Roanoke Times Copyright (c) 1995, Landmark Communications, Inc. DATE: SUNDAY, May 2, 1993 TAG: 9305030269 SECTION: EDITORIAL PAGE: F-2 EDITION: METRO SOURCE: DATELINE: LENGTH: Medium
The Tech numbers for next year: $3,812 in tuition and fees for in-state undergraduates; $4,400 for in-state graduate students; $9,680 for out-of-state undergraduates; $6,254 for out-of-state graduate students. That's up 7.7 to 7.9 percent from this year. For in-state students, Tech tuition is roughly 40 percent more than in 1989-90; for out-of-state students, roughly 70 percent more.
Even at that, Tech tuition and fees are only seventh highest in the state system. If room and board, relatively inexpensive at Tech, are figured in, Tech is only 12th highest.
The sharp jumps reflect the truth that policy decisions have consequences - whether the decisions are carefully considered or unwittingly made, hotly debated or quietly implemented.
Virginia's policy in recent years has been to cut - not just hold steady, cut - taxpayer support for what has been among America's premier systems of higher education. Per-student support has declined each year since 1989-90, from $3,967 per student then to a projected $3,188 for the fiscal year that begins July 1. If inflation were taken into account, of course, the plunge would be even more dramatic.
The policy is less the result of long-range strategy than a response to short-term crisis. The Wilder administration and the General Assembly more or less drifted into it, in the fiscal crunch that emerged in the late '80s. Other needs - prisons, Medicare, the elementary and secondary schools - have seemed more pressing.
Many states encountered similar fiscal troubles, but none was harder than Virginia on its colleges and universities. Between 1990-91 and the current academic year, state higher-education appropriations in America declined overall by 1 percent - itself thought to be unprecedented. In Virginia, appropriations dropped by 13 percent, the unkindest cut in the country.
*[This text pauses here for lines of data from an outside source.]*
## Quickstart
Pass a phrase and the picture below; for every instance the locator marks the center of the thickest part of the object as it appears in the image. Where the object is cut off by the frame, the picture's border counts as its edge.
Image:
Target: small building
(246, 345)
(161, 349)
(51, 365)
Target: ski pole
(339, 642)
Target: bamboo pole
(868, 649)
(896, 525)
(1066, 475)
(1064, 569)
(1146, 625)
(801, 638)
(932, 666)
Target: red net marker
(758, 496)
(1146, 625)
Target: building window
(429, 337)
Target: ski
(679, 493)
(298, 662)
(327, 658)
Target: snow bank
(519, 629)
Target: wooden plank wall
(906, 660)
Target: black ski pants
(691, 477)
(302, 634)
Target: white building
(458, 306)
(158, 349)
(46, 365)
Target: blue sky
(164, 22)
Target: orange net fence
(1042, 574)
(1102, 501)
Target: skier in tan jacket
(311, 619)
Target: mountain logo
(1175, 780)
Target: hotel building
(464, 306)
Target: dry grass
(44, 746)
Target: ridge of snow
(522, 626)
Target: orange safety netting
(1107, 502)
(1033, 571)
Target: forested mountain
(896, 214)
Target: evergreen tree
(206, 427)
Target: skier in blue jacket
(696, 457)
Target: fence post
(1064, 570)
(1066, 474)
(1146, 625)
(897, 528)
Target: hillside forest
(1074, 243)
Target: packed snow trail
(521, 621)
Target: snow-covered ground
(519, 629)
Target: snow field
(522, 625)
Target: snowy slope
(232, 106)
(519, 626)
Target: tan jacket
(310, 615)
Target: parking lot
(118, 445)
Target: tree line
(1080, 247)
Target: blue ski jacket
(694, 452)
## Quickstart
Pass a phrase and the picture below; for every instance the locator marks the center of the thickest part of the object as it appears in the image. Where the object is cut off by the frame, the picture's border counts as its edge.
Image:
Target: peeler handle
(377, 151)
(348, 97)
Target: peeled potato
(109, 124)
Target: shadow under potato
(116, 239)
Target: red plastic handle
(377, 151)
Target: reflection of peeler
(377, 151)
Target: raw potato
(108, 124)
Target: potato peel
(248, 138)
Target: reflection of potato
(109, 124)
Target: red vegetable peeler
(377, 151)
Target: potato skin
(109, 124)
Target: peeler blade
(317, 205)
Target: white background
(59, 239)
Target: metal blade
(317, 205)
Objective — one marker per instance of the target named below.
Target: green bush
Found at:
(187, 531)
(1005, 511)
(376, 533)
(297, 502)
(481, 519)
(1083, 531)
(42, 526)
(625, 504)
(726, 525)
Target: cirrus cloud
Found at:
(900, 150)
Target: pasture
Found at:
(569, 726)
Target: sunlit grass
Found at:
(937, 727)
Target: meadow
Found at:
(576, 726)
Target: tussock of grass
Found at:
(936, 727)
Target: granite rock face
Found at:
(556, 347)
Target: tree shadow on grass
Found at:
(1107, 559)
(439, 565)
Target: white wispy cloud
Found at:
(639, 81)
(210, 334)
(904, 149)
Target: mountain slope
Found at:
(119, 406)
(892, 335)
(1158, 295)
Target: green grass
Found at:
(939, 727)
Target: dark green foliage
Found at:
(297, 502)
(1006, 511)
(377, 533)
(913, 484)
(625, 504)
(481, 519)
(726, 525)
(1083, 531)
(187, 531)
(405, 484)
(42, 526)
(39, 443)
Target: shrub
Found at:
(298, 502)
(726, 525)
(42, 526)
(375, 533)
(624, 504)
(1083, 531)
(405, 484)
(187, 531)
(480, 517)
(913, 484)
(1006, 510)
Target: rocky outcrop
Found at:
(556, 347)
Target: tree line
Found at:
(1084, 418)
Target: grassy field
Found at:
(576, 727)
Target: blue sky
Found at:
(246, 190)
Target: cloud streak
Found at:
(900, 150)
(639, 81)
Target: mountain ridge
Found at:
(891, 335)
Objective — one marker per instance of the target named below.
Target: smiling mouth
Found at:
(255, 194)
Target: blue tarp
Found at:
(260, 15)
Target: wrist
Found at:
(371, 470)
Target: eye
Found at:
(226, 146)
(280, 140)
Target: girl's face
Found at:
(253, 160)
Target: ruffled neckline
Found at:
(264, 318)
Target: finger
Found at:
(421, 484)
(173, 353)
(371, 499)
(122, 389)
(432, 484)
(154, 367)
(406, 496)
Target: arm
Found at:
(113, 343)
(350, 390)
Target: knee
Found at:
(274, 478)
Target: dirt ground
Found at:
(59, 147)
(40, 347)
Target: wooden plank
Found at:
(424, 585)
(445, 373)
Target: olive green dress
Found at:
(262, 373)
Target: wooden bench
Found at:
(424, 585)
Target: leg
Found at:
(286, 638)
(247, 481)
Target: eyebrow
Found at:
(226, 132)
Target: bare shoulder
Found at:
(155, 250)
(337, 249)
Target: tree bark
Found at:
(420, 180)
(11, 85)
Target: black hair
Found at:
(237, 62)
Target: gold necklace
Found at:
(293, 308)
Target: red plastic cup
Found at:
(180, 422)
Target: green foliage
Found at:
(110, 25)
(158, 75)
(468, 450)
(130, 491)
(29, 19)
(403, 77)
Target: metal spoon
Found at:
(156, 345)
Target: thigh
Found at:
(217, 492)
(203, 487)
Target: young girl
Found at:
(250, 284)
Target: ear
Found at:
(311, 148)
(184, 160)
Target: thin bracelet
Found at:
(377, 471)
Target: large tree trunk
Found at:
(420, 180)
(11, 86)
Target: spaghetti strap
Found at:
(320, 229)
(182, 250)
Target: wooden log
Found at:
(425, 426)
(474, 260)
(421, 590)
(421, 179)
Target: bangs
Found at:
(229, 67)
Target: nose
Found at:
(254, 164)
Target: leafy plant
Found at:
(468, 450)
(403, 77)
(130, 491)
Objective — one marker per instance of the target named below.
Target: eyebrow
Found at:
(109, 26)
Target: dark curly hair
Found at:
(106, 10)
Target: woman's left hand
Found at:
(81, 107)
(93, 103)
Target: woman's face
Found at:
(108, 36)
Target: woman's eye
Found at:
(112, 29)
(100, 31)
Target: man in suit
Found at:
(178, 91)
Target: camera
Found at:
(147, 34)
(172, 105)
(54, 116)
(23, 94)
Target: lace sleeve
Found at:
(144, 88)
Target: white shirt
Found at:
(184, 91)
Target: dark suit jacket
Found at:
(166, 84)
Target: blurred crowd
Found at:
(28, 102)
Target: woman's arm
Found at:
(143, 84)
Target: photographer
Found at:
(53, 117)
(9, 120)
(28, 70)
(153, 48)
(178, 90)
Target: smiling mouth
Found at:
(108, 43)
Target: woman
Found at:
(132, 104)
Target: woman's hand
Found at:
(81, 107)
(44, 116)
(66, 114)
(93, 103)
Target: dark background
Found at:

The consequences of the Virginia policy aren't wholly bad.
Low tuition rates, for example, gave affluent students a taxpayer subsidy they didn't need; higher rates have reduced that subsidy. Tight budgets have stimulated everyone in Virginia's higher-education community, from the State Council of Higher Education to the smallest department on the smallest campus, to rethink how they do things. By raising out-of-state tuition rates to more than the actual cost of educating out-of-state students, Virginia's colleges and universities have become net importers of material as well as intellectual capital.
But higher tuition rates put non-affluent students in a squeeze, particularly those on a monetary borderline who get little or no benefit from expanded financial-aid programs. If financial considerations (say, the need to live at home) compel talented students to attend schools less suited to their needs, undertaking courses of study less suited to their interests and career goals, it is a form of inefficiency.
Moreover, higher tuition and other revenues at Tech and elsewhere have compensated for less than half the reduction in tax support. This may have the salutary effect of compelling an end to outmoded programs, but it also freezes development of new programs for new times. Over the long run, too, you can't expect to recruit and retain first-rate faculty with second-rate salaries and third-rate student-teacher ratios.
Nor can you expect to indefinitely keep attracting out-of-state students - 25 percent of the enrollment at Tech - who're willing to pay above-cost tuition and fees and thereby subsidize the education of their classmates from Virginia. They come because of Virginia colleges' reputation for quality. Trouble is, while reputations built on history rather than current reality may linger for a while, they don't last forever.